How have we humans come to be so skillful at smiling, laughing, and crying? Other notable human behaviors – reproducing, fighting, sharing, hunting – have easily visible predecessors among most animals. But our repertoire of daily grins, laughs, and tears – except for some vaguely similar expressions among chimps, dogs, and rats – is unique. We express life’s joys and sorrows in ways that seem to have little ancestry.
But neuroscientist Michael Graziano proposes that we smile, laugh, and cry in useful mimicry of a protective, cringing reflex that is millions of years old.
In The Spaces Between Us: A Story of Neuroscience, Evolution, and Human Nature (2018), Graziano describes his team’s years of research at Princeton on how the brain monitors the personal space around us. This flexible buffer zone can extend out to the edges of the car we are driving or to our child who is leaning over a ledge. The buffer also shrinks to the physical closeness we allow with those we trust and even disappears altogether for pair bonding and sex. The buffer is a protective, not a social space. “Personal space is all about the zone where you keep people out, not the zone where you invite people in” (Kindle location 472).

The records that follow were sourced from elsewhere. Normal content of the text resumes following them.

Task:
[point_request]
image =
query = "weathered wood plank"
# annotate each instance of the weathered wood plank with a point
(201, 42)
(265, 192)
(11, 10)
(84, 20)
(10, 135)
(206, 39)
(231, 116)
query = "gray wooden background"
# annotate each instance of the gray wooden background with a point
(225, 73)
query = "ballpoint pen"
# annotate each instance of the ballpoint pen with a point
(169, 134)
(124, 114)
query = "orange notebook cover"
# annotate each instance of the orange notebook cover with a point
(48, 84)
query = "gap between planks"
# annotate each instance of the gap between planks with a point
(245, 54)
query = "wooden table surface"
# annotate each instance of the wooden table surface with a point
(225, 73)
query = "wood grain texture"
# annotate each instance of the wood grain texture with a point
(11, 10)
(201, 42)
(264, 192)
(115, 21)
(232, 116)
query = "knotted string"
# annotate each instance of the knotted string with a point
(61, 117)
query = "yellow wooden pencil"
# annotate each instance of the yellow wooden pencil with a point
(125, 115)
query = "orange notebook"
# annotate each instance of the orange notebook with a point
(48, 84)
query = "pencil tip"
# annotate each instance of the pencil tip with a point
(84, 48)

So where do smiling, laughing, and crying come in? Such expressive reactions are rooted in an ancient cringe posture that people still take on when their protective zone is suddenly and dangerously threatened – by seeing a stone thrown at them, for example. The posture reflects the brain’s first priorities: protect the eyes and the abdomen. “The forehead is mobilized downward and the cheeks are mobilized upward, dragging the upper lip with them.” As a result, the teeth are exposed. Hands cover the abdomen, the body hunches down, shoulders rise.
We think of a smile as being about teeth, but the display of teeth is only a consequence of the cheeks lifting upward to protect the eyes. Still, the sight of this wincing “smile” may have reassured an early enemy that the individual in the cringe posture was not a threat. But the potential victim learned even more: that the facial expression could be imitated, mimicked, in order to ward off injury, to play it safe. Millions of years later, we smile.

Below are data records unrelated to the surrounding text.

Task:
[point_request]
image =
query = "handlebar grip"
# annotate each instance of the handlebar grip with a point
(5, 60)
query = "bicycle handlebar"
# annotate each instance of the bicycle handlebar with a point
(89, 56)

Graziano states his point carefully. “…[T]o be clear, the human smile is not a defensive cringe. When you smile, you are not thereby protecting your eyes from a flying stone. You’re not expressing fear. You’re not anticipating an attack. But the evolutionary precursor of a smile is a defensive cringe that protects the eyes in folds of skin. A smile is an evolutionary mimic” (2255).

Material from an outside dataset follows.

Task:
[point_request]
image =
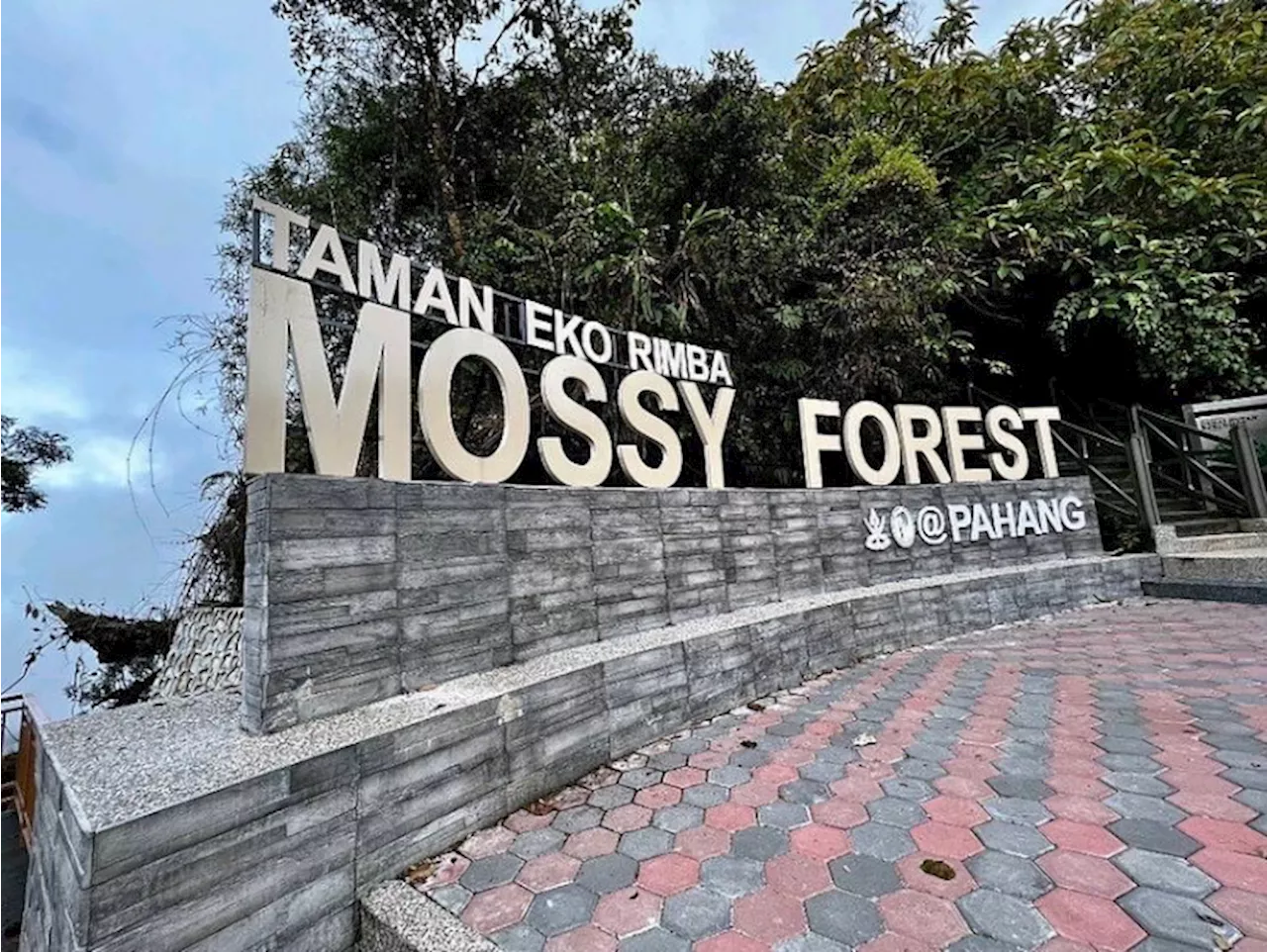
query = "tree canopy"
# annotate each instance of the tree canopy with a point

While the smile mimics a gesture that might have headed off a conflict before it started, laughter may have emerged as a way to prevent harmless play-fighting already in progress from getting too serious. Graziano connects laughter with tickling. When a child is tickled, the hand of the tickler moves into the child’s protective space, the cringe reaction begins to sound the alarm, the hand reaches an area of sensitive skin and “the touch evokes a full-blown laughter…an entire collection of alarm shrieks, defensive blocking and retracting, a pursing of skin around the eyes, upward bunching of the cheeks, upper lip pulling up, and secretion of tears”(2316). Laughter evolved from such an alarm reaction that tells a play-opponent that yes, you’ve touched me, touché, now that’s enough. Like the smile, laughter gradually became a social signal, read by others, mimicked by those who want to signal their good-natured agreeableness.
Graziano acknowledges that such speculation does not explain the many types of laughter – or the nature of humor itself. But it does suggest why, after the long road of its evolution, full and hearty laughter shares many of the facial markers of the defensive cringe.
Crying, unlike smiling and laughing, adapts the cringe response to the loser’s need for friendly resolution after an all-out fight is over. After an attack, a primate victor often comforts the loser. The loser’s cringing, moaning, and tears signal not only surrender but a plea to restore amity. After a million years of such reactions, we mimic the post-drubbing defensive cringe as a way to express pain and ask for consolation – even when we are crying alone.
Graziano’s book is very clear, very engaging, and at times very personal. And I value knowing how laughter and tears both link us to early ancestors while also displaying such an evolutionary distance from the original reflex.